Йеннер с трудом заставляла себя сосредотачиваться на работе — копалась в проекте новой системы безопасности станции, который составила больше года назад, составляла опись оружия в сейф-блоке, изучала личные дела персонала (в том числе личное дело Вернера) и пыталась понять, насколько его игрушки могли стать проблемой. И нужно ли вообще обсуждать это с ним или лучше сосредоточиться на проблемах с симбионтом и держаться подальше. Параллельно с этим она смотрела мелодрамы и заедала стресс. Корсет стал еще теснее, и это тоже не улучшало настроения.
Потом в центр безопасности пришел запрос из ремонтного сектора.
— Наблюдатель Йеннер, у нас, кажется, угроза безопасности. Зайдете? Я в тринадцатом, — Вернер смотрел с виртуального экрана в ее кабинете, широко улыбался и выглядел как ремонтник из порнофильма.
Йеннер смотрела на него в ответ и боролась с желанием отключить вызов, закрыться в кабинете и может быть даже накрыться синтетическим ковром.
Симбионт под юбкой нетерпеливо дернул плетьми.
— Что на сей раз? Вы опять собрали «мирный образец»?
Вернер фыркнул, беззлобно, но довольно:
— Нет. Не волнуйтесь, все мои игрушки в сейф-блоке. Просто у нас тут пропал нано-кристаллический резак, и я решил, это потянет на красный код. Подумал, вы сначала решите все проверить.
Вначале Йеннер решила, что он перепутал:
— Вернер, красный код включают при угрозе теракта. При чем здесь ваш резак?
— Из него можно собрать плазменно-кристаллическую бомбу.
Она иногда гадала, слышал ли он сам, что говорил:
— Вы всерьез? Вы пользуетесь резаком, из которого можно собрать ПКБ?
— Ну да, — Вернер улыбался и лучился самодовольством так сильно, что это ощущалось даже сквозь окно связи. — Вообще-то резак стандартный. Но расщепляющий кристалл у него точно такой же, как в плазмо-бомбе. Добавьте к кристаллу еще грамм двести армейской плазмы и настройте грамотную распыляющую частоту — будет крутой бум.
— Сто грамм армейской плазмы стоят больше, чем вся наша станция, — Йеннер знала это.

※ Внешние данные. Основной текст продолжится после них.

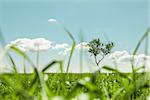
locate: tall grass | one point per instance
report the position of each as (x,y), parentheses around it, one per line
(46,86)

Если бы Ламия хотя бы шесть лет назад могла позволить себе армейскую плазму, Война Режимов закончилась бы намного раньше.
— Ну и что? Вы все равно не можете проигнорировать официальный запрос. Резак-то пропал, — у Вернера определенно не было инстинкта самосохранения, или он не понимал, что лучше не загонять в угол носительницу боевого симбионта.
Йеннер почувствовала, как агрессивно дернулись нижние плети под юбкой, и сказала как можно спокойнее:
— Понимаю. Я буду у вас через двадцать минут.
— Отлично.
— Не радуйтесь, Вернер. Поверьте, вы не хотите меня сейчас видеть.
Она завершила вызов, не дожидаясь ответа, и злилась всю дорогу до технического блока — на себя, на Вернера и на симбионт. На всю ситуацию в целом.
Паразит реагировал на ее раздражение, питался им, и это не делало жадную тварь сговорчивее. Симбионту хотелось действовать — поставить Вернера на место, пустить в ход плети.
Йеннер могла контролировать симбионт — всегда: даже в худшие дни войны, но это не давалось ей легко. Ей постоянно приходилось отслеживать каждое мельчайшее движение.
При нормальном уровне синхронизации Йеннер управляла плетьми так же естественно, как собственными руками, но теперь для этого требовалось осознанное усилие. Она все больше воспринимала симбионт отдельно от себя.